Government data cited by Reuters shows India’s unemployment rate was 3.1% in 2025 for people aged 15 and above, but nearly 10% among those aged 15 to 29. In urban areas, the youth unemployment rate was even higher at 13.6%.
These figures help explain why CJP’s message has resonated. India has one of the world’s largest youth populations, but many young people face intense competition for limited jobs, costly education, expensive coaching systems and high-stakes entrance examinations.
For such students, a paper leak is not a minor scandal. It can mean lost time, wasted money and damaged trust in public institutions. That emotional context is what gives the CJP protest its force.
BJP Pushes Back Against CJP
The ruling Bharatiya Janata Party has strongly criticised the movement. Reuters reported that BJP leader Nitin Nabin described such groups as “virus and cockroach parties” and accused them of weakening the country. He also said BJP workers could “teach them a lesson.”
That language reflects how seriously the ruling party appears to view the youth movement. A meme-based group with a deliberately absurd name might once have been dismissed as online noise, but its ability to gather followers and sustain protests has made it politically harder to ignore.

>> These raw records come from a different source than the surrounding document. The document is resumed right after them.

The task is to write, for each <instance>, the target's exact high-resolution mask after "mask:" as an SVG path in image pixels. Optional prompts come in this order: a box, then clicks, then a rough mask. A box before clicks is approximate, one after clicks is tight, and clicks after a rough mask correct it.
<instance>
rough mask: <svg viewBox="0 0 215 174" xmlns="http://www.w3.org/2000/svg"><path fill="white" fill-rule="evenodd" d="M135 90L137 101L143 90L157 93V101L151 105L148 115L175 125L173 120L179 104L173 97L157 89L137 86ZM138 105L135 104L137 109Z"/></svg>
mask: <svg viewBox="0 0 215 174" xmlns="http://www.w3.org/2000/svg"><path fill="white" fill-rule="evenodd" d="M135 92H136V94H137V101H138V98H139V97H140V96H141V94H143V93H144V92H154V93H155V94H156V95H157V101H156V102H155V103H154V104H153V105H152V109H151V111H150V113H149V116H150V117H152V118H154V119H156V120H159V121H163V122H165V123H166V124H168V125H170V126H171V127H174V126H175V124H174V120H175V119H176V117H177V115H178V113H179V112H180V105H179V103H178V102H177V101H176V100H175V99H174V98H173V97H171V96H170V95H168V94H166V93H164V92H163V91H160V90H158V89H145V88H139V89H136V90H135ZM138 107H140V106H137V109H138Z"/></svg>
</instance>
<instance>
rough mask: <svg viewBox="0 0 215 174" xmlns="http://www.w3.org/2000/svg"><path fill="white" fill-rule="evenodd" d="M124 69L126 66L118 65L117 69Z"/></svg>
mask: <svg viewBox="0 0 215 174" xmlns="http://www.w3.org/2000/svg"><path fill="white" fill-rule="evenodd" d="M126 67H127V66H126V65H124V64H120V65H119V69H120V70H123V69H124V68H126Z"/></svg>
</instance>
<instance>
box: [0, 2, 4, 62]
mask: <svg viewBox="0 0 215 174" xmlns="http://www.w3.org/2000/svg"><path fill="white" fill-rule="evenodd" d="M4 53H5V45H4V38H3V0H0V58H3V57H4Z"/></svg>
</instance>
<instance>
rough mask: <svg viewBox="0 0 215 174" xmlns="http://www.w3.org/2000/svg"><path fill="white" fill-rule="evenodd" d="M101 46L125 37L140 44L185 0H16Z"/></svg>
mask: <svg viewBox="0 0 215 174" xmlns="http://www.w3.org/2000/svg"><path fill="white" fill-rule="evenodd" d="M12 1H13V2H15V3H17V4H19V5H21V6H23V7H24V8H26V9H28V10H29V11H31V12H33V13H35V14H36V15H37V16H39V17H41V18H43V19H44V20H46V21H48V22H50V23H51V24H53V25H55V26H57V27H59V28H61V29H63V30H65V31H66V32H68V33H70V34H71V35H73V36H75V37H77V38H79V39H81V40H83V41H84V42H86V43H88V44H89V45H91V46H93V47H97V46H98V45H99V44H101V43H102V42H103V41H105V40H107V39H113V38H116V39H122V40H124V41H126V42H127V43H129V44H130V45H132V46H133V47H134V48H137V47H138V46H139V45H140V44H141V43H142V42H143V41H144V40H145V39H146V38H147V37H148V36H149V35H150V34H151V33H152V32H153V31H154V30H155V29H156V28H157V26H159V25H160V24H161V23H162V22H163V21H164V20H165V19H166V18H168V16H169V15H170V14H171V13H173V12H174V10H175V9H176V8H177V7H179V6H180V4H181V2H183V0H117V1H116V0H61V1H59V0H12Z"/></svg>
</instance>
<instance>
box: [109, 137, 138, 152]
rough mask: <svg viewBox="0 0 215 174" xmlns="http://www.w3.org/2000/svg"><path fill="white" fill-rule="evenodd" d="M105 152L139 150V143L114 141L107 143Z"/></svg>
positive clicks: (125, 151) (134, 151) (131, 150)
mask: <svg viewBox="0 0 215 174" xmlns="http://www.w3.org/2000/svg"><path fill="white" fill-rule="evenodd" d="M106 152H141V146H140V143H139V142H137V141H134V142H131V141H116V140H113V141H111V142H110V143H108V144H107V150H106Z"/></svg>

CJP’s rise also comes at a sensitive time for Modi’s government. Exam controversies affect millions of families, and youth unemployment remains one of the most difficult issues for any government to answer convincingly.
What Happens Next?
The next phase of the Cockroach Janta Party protest depends heavily on the expected cabinet reshuffle. If Pradhan is removed from the education ministry, CJP may claim partial victory and shift its attention to broader examination reforms. If he stays, the protest could continue or expand.
However, the movement also faces real tests. Sustaining a protest requires organisation, discipline and clear objectives. Online popularity can bring visibility, but street politics demands endurance. CJP will need to show whether it can build a durable youth platform beyond one minister and one exam scandal.
For now, the protest has already achieved one thing: it has forced national attention onto student anger, paper leaks and youth insecurity. Whether or not the cabinet reshuffle changes Pradhan’s position, the Cockroach Janta Party has shown that India’s young voters and aspirants are willing to use humour, protest and digital mobilisation to demand accountability.
The government’s next move will determine whether the movement pauses, escalates or becomes a more lasting force in Indian politics.